De nada vale a um daltônico o quarto escuro

Texto de Eduardo Frota


Porque o céu é azul. Não, isto não é uma pergunta. Porque você fica rubro quando deixa-se acometer pela ira. Os arcos das íris, no entanto, permanecem coloridos. Mas ele não pode ver as cores. Monocromático, multidolorido. Daltônico, o semáforo é sempre de um amarelado perigo. Por isso permanece no quarto escuro. Trancado pelo lado de dentro e pelado, com os olhos esbugalhados, de fora. Há somente tons de breu.

Ele precisou decorar o que dizia a cartilha.

Vermelho é a cor dos lábios, do hidrante, do carro dos bombeiros com a sirene estridente, da caneta que corrige, do jorro de sangue, sístole, do jorro de sangue, diástole, da segunda falange, da carapaça do caranguejo aquele bicho covarde que se esconde na lama do mangue.

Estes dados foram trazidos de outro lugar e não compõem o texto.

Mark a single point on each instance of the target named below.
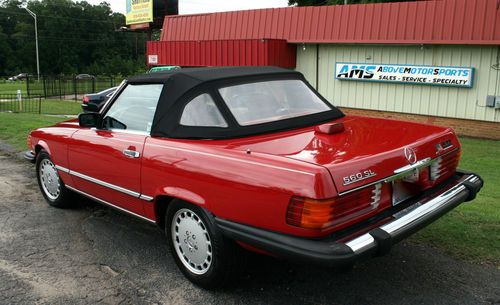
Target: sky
(207, 6)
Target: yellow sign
(139, 11)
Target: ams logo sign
(406, 74)
(355, 71)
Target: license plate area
(405, 187)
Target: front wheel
(200, 251)
(51, 185)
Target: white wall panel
(466, 103)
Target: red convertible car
(230, 158)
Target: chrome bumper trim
(366, 241)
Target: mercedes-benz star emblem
(410, 155)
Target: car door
(106, 162)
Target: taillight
(319, 214)
(444, 166)
(29, 142)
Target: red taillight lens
(29, 142)
(444, 166)
(319, 214)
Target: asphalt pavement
(91, 254)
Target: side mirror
(91, 107)
(89, 119)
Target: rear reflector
(319, 214)
(444, 166)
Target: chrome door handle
(131, 153)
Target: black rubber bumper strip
(29, 155)
(330, 252)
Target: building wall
(447, 102)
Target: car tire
(202, 253)
(52, 187)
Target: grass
(12, 87)
(471, 231)
(15, 127)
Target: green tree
(74, 37)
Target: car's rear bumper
(29, 155)
(331, 252)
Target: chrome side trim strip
(366, 241)
(105, 184)
(147, 198)
(62, 169)
(110, 204)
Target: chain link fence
(20, 103)
(60, 87)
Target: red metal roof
(242, 52)
(420, 22)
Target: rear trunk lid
(367, 150)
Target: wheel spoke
(192, 241)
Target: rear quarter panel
(248, 188)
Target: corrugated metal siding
(420, 22)
(256, 52)
(418, 99)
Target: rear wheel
(50, 183)
(200, 251)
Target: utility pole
(36, 42)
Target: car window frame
(115, 97)
(214, 100)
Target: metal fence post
(44, 87)
(28, 84)
(74, 86)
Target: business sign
(406, 74)
(139, 11)
(152, 59)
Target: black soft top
(182, 85)
(195, 76)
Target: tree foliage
(334, 2)
(74, 37)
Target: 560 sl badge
(358, 176)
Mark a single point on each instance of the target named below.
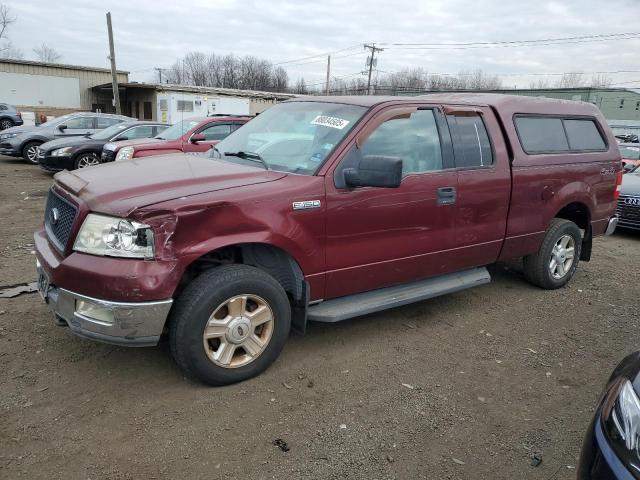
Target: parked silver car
(24, 141)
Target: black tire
(6, 123)
(537, 266)
(83, 160)
(28, 152)
(201, 298)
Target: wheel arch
(270, 258)
(579, 213)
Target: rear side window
(558, 135)
(541, 135)
(583, 135)
(471, 144)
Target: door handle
(447, 195)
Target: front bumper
(137, 324)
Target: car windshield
(176, 130)
(292, 137)
(57, 120)
(109, 132)
(631, 153)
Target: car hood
(120, 188)
(630, 184)
(67, 142)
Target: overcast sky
(154, 34)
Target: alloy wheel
(562, 257)
(238, 331)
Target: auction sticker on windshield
(332, 122)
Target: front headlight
(621, 415)
(125, 153)
(114, 237)
(61, 151)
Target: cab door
(378, 237)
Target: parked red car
(324, 209)
(191, 135)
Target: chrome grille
(628, 210)
(59, 215)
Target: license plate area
(43, 284)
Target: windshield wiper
(247, 156)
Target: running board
(359, 304)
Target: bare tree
(570, 80)
(47, 54)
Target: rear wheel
(30, 152)
(229, 324)
(85, 160)
(556, 261)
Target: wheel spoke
(225, 352)
(237, 306)
(253, 345)
(214, 330)
(260, 315)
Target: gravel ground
(470, 385)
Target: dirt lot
(491, 376)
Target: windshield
(292, 137)
(57, 120)
(110, 132)
(176, 130)
(631, 153)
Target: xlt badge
(306, 204)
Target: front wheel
(229, 324)
(557, 259)
(30, 152)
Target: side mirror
(197, 137)
(375, 171)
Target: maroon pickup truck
(323, 209)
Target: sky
(152, 34)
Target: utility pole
(114, 75)
(371, 61)
(159, 70)
(326, 91)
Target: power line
(517, 43)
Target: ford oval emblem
(54, 216)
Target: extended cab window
(558, 135)
(414, 138)
(471, 144)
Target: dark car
(628, 208)
(24, 141)
(192, 135)
(611, 448)
(9, 116)
(80, 152)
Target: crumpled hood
(119, 188)
(630, 184)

Azul é a cor da piscina azulejada na laje quando está limpa numa tarde calorosa de verão, do planeta em que habita o que há de mais turvo, da arara em extinção, da alegria ou da tristeza, da Lagoa Rodrigo de Freitas, da pasta de dente que arde nos olhos azulados dele que ardem.

Amarelo é a cor do sol infantil desenhado no papel, da anemia falciforme senil, da pele de quem vem do oriente, do ouro do tolo contente, do chocolate que se diz branco, da remela amanhecida após mais um novo pesadelo recorrente, do sorriso que não é franco, da gema mole e gosmenta do ovo.

Está escuro lá fora, mas ao daltonismo isso não faz a mais pálida diferença. É tudo a mais plácida cor-de-burro-quando-foge. O tempo ocre esquece de talhar as letras que dizem: o preto é a ausência de cor. É que, em essência, é tudo a mais alva ausência.